I'm fairly sure in this case:
-D, DA, DB, DC, DD, DE, etc. suffixes would indicate earliest to later versions of the same individual part.
-DX, DAX, DBX, DCX, etc. suffixes would indicate earliest to later versions of some form of an "assembly" or a partial assembly.
Usually, parts with newer suffixes should be able to replace the older ones, but older ones may not always be able to fit where a newer suffix is called for. Sometimes additional parts had to be changed to go foreward or backward with the part number suffixes to make something work.
There are exceptions to these "rules", and there are further "rules" that I don't think apply in this case.

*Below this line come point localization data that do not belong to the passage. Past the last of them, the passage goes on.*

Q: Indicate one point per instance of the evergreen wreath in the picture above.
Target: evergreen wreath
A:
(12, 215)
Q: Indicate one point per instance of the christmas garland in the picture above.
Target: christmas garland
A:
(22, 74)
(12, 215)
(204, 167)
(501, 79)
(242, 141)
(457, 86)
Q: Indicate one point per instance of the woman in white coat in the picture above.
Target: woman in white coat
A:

I'm assuming that PN. 23603D, a dowel pin, comes with PN. 3281DA to form PN. 3281DAX. If so, and if the dowel pin wasn't used for the desired application, or you only wanted to order the saddle piece by itself, you ordered PN. 3821DA. What they changed to get from -D/-DX to get to -DA/-DAX in this case, I don't know.
IH had part number "explanation" books available to dealers. I think this was explained in an issue of "Red Power Magazine" once, too.
Neat piece, anyway anybody wants to explain it.
If I've totally screwed up the suffix explanation up or someone can take a better stab at it, please do. :)
This post was edited by AG in IN at 18:12:55 01/20/14 2 times.